【ゲノム編集】CRISPRの特異性を高めてDNAの2本鎖切断を避ける

A fully programmable CRISPR - Cas genome editing system that mediates the precise insertion of DNA into the genome is described in a paper published online in Nature this week. The approach avoids making double - strand breaks in the target DNA, which can lead to unintentional changes in the genetic code.

Conventional CRISPR - Cas genome editing systems employ bacterial proteins that are targeted by a guide RNA to the location in the genome of the desired change. The system works by creating double-strand breaks in the DNA, allowing new genetic information to be inserted. However, the repair system needed to heal the double - strand break is sometimes prone to making errors.

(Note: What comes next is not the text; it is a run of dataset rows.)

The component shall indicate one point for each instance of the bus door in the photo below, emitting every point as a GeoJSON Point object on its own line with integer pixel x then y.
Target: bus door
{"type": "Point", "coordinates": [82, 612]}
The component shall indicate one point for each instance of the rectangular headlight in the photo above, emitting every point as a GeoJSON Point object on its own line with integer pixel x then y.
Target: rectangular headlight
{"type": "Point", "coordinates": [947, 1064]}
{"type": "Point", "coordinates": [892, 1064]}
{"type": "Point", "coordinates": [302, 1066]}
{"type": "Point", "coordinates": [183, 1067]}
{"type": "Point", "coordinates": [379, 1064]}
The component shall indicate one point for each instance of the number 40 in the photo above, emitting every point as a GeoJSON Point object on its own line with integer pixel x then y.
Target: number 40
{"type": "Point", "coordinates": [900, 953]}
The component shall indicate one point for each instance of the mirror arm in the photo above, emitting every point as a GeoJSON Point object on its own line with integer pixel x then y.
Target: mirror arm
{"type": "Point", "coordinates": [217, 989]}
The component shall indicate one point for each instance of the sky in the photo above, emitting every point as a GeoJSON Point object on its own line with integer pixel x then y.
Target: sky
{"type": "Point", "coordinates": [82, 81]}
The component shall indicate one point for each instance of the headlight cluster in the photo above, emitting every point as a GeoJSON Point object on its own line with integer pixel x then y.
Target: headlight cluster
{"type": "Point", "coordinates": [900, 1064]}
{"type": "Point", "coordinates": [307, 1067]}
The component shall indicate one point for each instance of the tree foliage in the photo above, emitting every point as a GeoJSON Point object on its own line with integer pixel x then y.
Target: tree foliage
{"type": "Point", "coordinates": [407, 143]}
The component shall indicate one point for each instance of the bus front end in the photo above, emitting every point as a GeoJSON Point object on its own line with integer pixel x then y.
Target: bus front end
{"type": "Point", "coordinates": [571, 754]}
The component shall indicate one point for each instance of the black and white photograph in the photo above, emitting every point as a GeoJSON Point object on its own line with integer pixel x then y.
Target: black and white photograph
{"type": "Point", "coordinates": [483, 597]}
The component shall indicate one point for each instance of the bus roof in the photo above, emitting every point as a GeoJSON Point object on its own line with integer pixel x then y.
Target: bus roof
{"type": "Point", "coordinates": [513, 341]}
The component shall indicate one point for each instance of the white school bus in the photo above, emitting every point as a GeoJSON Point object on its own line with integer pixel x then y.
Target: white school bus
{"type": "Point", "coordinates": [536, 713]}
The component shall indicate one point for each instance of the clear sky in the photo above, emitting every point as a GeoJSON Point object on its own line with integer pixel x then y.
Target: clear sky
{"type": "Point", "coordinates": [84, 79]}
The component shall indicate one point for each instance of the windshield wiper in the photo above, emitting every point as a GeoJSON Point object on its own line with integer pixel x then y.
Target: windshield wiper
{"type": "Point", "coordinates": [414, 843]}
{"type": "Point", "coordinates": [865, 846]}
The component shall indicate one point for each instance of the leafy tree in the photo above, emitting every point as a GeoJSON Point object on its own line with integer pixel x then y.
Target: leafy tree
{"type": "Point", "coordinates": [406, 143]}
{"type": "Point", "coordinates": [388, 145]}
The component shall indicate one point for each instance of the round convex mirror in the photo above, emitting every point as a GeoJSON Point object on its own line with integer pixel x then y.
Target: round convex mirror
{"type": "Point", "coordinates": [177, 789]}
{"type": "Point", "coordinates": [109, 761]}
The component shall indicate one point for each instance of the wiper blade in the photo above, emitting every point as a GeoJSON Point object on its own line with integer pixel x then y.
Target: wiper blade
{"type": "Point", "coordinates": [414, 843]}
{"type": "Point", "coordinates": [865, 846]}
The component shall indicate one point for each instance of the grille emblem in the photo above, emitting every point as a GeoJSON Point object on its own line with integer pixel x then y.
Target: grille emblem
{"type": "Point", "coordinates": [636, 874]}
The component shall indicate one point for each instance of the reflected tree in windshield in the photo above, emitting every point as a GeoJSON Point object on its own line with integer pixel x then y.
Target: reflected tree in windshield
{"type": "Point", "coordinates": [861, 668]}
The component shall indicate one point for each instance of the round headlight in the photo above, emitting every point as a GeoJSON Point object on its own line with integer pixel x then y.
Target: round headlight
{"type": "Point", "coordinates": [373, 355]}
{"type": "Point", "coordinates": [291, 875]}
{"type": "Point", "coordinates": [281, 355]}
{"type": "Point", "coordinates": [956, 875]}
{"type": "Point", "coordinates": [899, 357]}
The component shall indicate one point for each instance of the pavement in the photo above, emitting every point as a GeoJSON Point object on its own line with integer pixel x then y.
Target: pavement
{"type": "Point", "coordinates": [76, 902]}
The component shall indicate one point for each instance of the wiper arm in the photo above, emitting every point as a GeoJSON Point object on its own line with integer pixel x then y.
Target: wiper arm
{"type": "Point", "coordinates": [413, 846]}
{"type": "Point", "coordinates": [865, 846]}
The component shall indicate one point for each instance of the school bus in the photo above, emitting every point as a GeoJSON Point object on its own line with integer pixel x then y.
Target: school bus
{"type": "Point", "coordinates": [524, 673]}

Sam Sternberg and colleagues have shown that a CRISPR - Cas system from Vibrio cholerae can facilitate the insertion of DNA without making double-strand breaks. They find that a protein encoded by the Tn7-like transposon helps to mediate direct integration of the transposon sequence into the genome of Escherichia coli using a guide RNA and the CRISPR Cascade complex. The involvement of the CRISPR system in promoting spread, or ‘jumping’, of transposons around the genome offers new insight into the transposition process. Furthermore, this system offers an alternative path to improve the specificity of CRISPR genome editing, such as might be used in gene therapies or crop engineering.